Fly ash or Pulverized Fuel Ash (PFA) is the residue from the combustion of pulverized coal collected by mechanical or electrostatic separators from the fuel gases or power plants. It constitutes about 75% of the total ash produced.
- Fly ash was first used in large scale in the construction of Hungry Horse dam in America in the approximate amount of 30% by weight of cement. Later on it was used in Canyon and Ferry dams etc.
- In India, Fly ash was used in Rihand dam construction replacing cement up to about 15%.
Definition – Fly ash is a Pozzolana material. Pozzolanas are siliceous or aluminous material which do not have any cementitious properties in itself, but when water is added to pozzolanas materials, they form compounds of low solubility having cementitious properties. Pozzolanas may be natural or artificial, fly ash being the best known artificial pozzolanas material.
Before the advent of cements, Pozzolana materials were used with lime to make concrete. Currently its principle use is to replace a proportion in cement when making concrete.
The advantage of adding pozzolana materials like fly ash on concrete produced is:
- Improved workability of concrete mix with reduction of bleeding and segregation
- It increase imperviousness, to freezing and thawing and to attack by sulphates and natural water.
- More eco-friendly as the fly ash used is the waste material of power plants.
- Reduction in Heat of Hydration
- Reduction in disruptive effects of alkali-aggregate reaction.
- Lower susceptibility to dissolution and leaching.
Extraction of Fly Ash
Fly ash may be extracted from flue gases of ground or pulverized or crushed coal or lignite fired boilers or by any suitable process: such as, by cyclone separation or electrostatic precipitation. Bottom ash from the boilers shall not be added to the fly ash. Fly ash collected at later stages of electrostatic precipitator are finer than the fly ash collected at initial stages of electrostatic precipitator.
Specifications of Fly ash
Fly ash consists of spherical glassy particles ranging from 1 to 150 µm, most of which passes through a 45 µm sieve.
More than 40% of the particles, which are under 10 microns contribute to early age strength of concrete (7 days and 28 days).
Particles of sizes 10 to 45 microns reacts slowly and are responsible for strength gain from 28 days to 1 year.
Chemical and Physical Requirements of Fly Ash
The quality of fly ash is governed by IS 3812 – Part I – 2013. The BIS specification limit for chemical and physical requirements of fly ash are given in table below.
Low carbon content, high fineness, good reactivity are the essence of good fly ash. Since fly ash is produced by rapid cooling and solidification of molten ash, a large portion of components comprising fly ash particles are in amorphous state, due to it, fly ash greatly contribute to the pozzolanic reaction between cement and fly ash. One of the important characteristics of fly ash is the spherical form of the particles. This spherical shape of particles improves the flowability and reduces water demand.

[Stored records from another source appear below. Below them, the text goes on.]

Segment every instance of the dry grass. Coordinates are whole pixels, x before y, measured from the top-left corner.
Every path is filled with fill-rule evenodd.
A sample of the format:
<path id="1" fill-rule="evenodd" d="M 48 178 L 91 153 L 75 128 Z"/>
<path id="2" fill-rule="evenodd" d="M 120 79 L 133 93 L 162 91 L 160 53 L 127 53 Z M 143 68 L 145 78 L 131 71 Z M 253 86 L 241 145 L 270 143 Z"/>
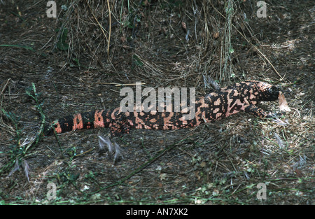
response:
<path id="1" fill-rule="evenodd" d="M 250 1 L 149 2 L 60 2 L 55 20 L 30 15 L 43 1 L 0 9 L 0 28 L 11 33 L 1 43 L 36 51 L 0 47 L 0 203 L 314 204 L 312 1 L 290 5 L 296 14 L 269 2 L 267 21 Z M 118 141 L 124 160 L 116 165 L 97 150 L 97 135 L 108 130 L 32 138 L 41 107 L 50 120 L 116 107 L 122 87 L 114 84 L 136 81 L 204 94 L 208 76 L 222 87 L 245 79 L 279 85 L 291 112 L 277 120 L 239 113 L 190 130 L 136 130 Z M 37 102 L 25 94 L 32 82 Z M 278 110 L 276 103 L 262 107 Z M 55 200 L 46 197 L 50 182 Z M 266 200 L 257 199 L 259 183 Z"/>

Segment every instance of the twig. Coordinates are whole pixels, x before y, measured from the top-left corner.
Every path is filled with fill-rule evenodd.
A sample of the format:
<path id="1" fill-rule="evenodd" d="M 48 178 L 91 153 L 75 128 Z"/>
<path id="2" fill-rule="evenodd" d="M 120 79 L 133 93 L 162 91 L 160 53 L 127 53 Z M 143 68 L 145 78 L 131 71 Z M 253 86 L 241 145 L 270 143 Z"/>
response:
<path id="1" fill-rule="evenodd" d="M 225 16 L 224 16 L 222 13 L 220 13 L 220 11 L 218 11 L 215 7 L 214 7 L 214 10 L 216 10 L 216 12 L 218 12 L 222 17 L 223 17 L 225 19 L 226 19 Z M 280 77 L 281 80 L 284 80 L 284 77 L 282 77 L 278 72 L 278 71 L 276 71 L 276 68 L 274 68 L 274 65 L 270 62 L 270 61 L 269 61 L 269 59 L 266 57 L 266 56 L 262 52 L 260 52 L 260 50 L 255 45 L 253 45 L 253 43 L 251 43 L 246 37 L 245 36 L 244 36 L 238 29 L 237 28 L 236 28 L 236 27 L 232 24 L 232 26 L 237 30 L 237 31 L 241 34 L 241 36 L 247 41 L 247 43 L 252 46 L 255 50 L 256 50 L 266 60 L 267 62 L 268 62 L 268 63 L 271 65 L 271 66 L 272 67 L 272 69 L 274 70 L 274 71 L 276 72 L 276 73 L 278 75 L 278 76 Z"/>

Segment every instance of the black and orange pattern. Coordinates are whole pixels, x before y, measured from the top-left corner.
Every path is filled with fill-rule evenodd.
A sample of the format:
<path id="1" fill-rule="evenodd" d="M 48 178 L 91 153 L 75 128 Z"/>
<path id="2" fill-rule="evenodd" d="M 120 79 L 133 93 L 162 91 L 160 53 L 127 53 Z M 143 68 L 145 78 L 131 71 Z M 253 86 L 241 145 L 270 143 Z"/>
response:
<path id="1" fill-rule="evenodd" d="M 185 120 L 185 112 L 121 112 L 119 108 L 101 110 L 69 115 L 47 127 L 46 136 L 70 131 L 108 127 L 112 136 L 129 133 L 131 128 L 147 129 L 176 129 L 193 127 L 204 122 L 245 111 L 260 118 L 274 115 L 256 105 L 262 101 L 275 101 L 279 90 L 277 87 L 257 80 L 247 80 L 216 90 L 204 97 L 196 98 L 195 116 Z M 51 127 L 51 128 L 49 128 Z"/>

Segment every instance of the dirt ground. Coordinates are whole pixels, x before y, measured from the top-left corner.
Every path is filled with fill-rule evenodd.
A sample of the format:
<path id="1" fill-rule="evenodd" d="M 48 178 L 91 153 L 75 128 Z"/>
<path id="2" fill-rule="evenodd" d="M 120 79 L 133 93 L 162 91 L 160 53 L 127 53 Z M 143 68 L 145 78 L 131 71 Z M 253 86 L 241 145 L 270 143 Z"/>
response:
<path id="1" fill-rule="evenodd" d="M 314 204 L 314 1 L 266 1 L 267 17 L 256 1 L 232 13 L 230 2 L 58 1 L 54 18 L 46 1 L 0 1 L 0 204 Z M 118 107 L 128 86 L 117 84 L 204 95 L 206 76 L 279 85 L 291 111 L 132 130 L 115 164 L 99 150 L 108 129 L 38 135 L 42 122 Z"/>

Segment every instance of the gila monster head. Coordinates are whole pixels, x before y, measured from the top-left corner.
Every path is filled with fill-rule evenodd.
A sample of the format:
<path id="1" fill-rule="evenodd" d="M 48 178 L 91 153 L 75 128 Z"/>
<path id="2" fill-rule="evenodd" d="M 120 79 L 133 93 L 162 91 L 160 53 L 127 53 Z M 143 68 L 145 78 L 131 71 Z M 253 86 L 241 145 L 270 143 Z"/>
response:
<path id="1" fill-rule="evenodd" d="M 278 99 L 279 88 L 268 83 L 251 80 L 248 82 L 251 101 L 275 101 Z"/>

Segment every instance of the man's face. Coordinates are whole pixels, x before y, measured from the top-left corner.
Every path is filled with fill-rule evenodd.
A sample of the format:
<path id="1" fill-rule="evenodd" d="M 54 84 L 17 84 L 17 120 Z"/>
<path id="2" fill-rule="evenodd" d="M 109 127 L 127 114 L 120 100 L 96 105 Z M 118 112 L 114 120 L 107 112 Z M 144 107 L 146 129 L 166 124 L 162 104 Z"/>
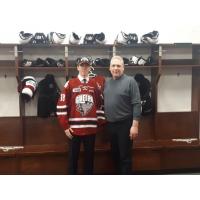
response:
<path id="1" fill-rule="evenodd" d="M 124 65 L 119 59 L 113 59 L 110 63 L 110 72 L 113 79 L 118 79 L 124 73 Z"/>
<path id="2" fill-rule="evenodd" d="M 81 63 L 77 66 L 77 70 L 81 76 L 88 76 L 90 65 L 88 63 Z"/>

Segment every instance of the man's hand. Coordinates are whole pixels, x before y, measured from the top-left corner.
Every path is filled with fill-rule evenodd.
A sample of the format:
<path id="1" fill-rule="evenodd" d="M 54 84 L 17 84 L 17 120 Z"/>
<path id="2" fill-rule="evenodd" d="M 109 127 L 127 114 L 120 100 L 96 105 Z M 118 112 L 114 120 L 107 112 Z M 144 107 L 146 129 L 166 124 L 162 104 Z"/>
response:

Effects of Fly Ash on Concrete Properties
Water Requirement – The use of fly ash in limited amounts as a replacement for cement or as an addition to cement requires more water for the same slump value because of fineness of the fly ash. It is generally agreed that the use of fly ash as an admixture rather than as a replacement of cement, reduces, bleeding and segregation. If the sand is coarse, the addition of fly ash produces beneficial results and for fine sand, its addition may increase the water requirement for a given workability.
Compressive Strength – Since the pozzolanic action is very slow, an addition of fly ash up to 30% may result in lower strength at 7 and 28 days, but may be about equal at 3 months and may further increase at ages greater than 3 months provided curing is continued.
Modulus of Elasticity – It is lower at early ages and higher at later ages.
Curing Conditions – It is similar to Portland Cement Concrete.
Shrinkage of Concrete – Coarser fly ashes and those having a high carbon content are more liable to increase drying shrinkage than finer fly ashes and those having a low carbon content.
Permeability – On addition of fly ash to concrete, the permeability of concrete decreases. 28 days pulverized fly ash concrete may be three times as permeable as ordinary concrete but after 6 months, it may be less than one quarter permeable.
Resistance to Chemical Attack – Fly ash slightly improves the resistance of concrete to sulphate attack by decreasing the quantity of calcium hydroxide.
Heat of Hydration – Fly ash reduces the heat of hydration. A replacement of 30 % of cement by fly ash may result in a reduction 50 to 60% heat of hydration.
Setting time – A 30% substitution of fly ash may result in an increase of initial setting time up to 2 hours.